INSTITUTO DE ESTUDOS LIBERTÁRIOS ENTREVISTA CARLOS BAQUEIRO


Junho de 2023

Quem é Carlos Baqueiro?

Um trabalhador baiano, nascido em 1962, agora aposentado, depois de 35 anos na área industrial do petróleo, tanto na Bahia, quanto em outros estados. Um eterno estudante, que se graduou nas áreas de História e Jornalismo. Também adorador do mundo do cinema, do mundo da TV e do mundo dos computadores. O cinema, desde os filmes infantis nas telonas do Cine Tupi, ou Cine Uruguai. Até os dias de hoje, cavucando por streamings que falem do mundo a partir de algum ponto de vista libertário. E computadores, desde um CP-200, que comprei em 1982, até esse hoje que me ajuda a escrever esse texto e que ajuda a fazer muitas doideiras com os canvas e chats-gpts da vida, ajudando a divulgar ideias bacanas do anarquismo.

Quando e como você conheceu o anarquismo?
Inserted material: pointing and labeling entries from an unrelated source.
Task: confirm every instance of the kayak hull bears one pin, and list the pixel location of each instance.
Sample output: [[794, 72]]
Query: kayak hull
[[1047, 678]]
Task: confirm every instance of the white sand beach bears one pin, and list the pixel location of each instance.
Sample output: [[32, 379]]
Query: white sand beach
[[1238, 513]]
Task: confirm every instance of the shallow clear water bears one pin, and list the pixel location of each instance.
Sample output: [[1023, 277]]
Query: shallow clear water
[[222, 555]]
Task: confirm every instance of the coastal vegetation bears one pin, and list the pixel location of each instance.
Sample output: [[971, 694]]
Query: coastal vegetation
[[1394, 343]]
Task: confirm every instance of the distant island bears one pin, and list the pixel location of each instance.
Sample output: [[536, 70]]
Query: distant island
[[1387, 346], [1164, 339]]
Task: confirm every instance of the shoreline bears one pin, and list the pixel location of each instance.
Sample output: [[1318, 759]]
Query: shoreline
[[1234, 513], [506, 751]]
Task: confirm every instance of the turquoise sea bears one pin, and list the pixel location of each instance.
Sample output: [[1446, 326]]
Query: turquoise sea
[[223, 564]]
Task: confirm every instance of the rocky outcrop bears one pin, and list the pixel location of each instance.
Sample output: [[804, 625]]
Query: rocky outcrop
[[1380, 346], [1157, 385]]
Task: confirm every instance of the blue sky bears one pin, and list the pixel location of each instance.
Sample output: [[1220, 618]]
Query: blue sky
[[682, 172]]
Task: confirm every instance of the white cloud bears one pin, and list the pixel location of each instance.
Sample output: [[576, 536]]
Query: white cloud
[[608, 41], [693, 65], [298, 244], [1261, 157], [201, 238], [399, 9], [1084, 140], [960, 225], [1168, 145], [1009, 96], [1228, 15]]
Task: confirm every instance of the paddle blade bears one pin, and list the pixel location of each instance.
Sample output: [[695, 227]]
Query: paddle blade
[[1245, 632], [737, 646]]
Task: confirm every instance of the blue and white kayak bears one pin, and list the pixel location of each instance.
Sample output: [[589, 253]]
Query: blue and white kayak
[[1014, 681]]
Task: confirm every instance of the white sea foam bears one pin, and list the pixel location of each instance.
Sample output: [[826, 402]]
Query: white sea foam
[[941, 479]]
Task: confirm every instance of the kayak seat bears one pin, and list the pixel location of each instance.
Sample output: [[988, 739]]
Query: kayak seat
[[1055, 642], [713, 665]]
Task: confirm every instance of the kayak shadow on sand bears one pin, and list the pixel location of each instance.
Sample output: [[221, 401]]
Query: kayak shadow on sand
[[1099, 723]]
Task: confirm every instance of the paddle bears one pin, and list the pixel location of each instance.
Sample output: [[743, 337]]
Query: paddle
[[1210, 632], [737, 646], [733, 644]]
Eu estudava na Escola Técnica, curso de Metalurgia, e um professor levou algum material sobre uma eleição na França, ganha pelo socialista François Mitterrand, em 1981. Na reportagem, tinha um anarquista falando da necessidade de implementar a autogestão nas fábricas. Fiquei interessado e corri atrás. Por uma grande coincidência, estava no ar a novela “Os Imigrantes”, com Paulo Autran fazendo o papel do anarquista Paco Valdez. A vontade de conhecer mais sobre anarquismo aumentou. Se corria para o dicionário que tinha lá em casa, era aquela coisa da falta de governo e da bagunça. Fiquei inquieto. Não batiam as palavras do anarquista francês e da novela com os termos do dicionário. Corri para a Biblioteca do Estado, nos Barris, e fui falar com a bibliotecária, temeroso, claro. A gente estava num período em que ainda podia se ouvir que grupos militares estavam querendo reendurecer a Ditadura. Não sei se foi real ou não, mas lembro da moça da biblioteca me olhando de um jeito estranho quando perguntei a ela meio gaguejando se havia ali algum livro sobre anarquismo. Ela demorou um pouco para ir até as caixinhas de cartões. E lá, achou o cartão do Socialismo Libertário, de Bakunin, da Editora Global. Era o único que havia ali, segundo ela. “Vai ali, na última estante, lá atrás e, se não achar, me fale”, disse ela. Achei e levei. Passei uns dias com ele. Naqueles dias, eu virei anarquista. Rs, rs.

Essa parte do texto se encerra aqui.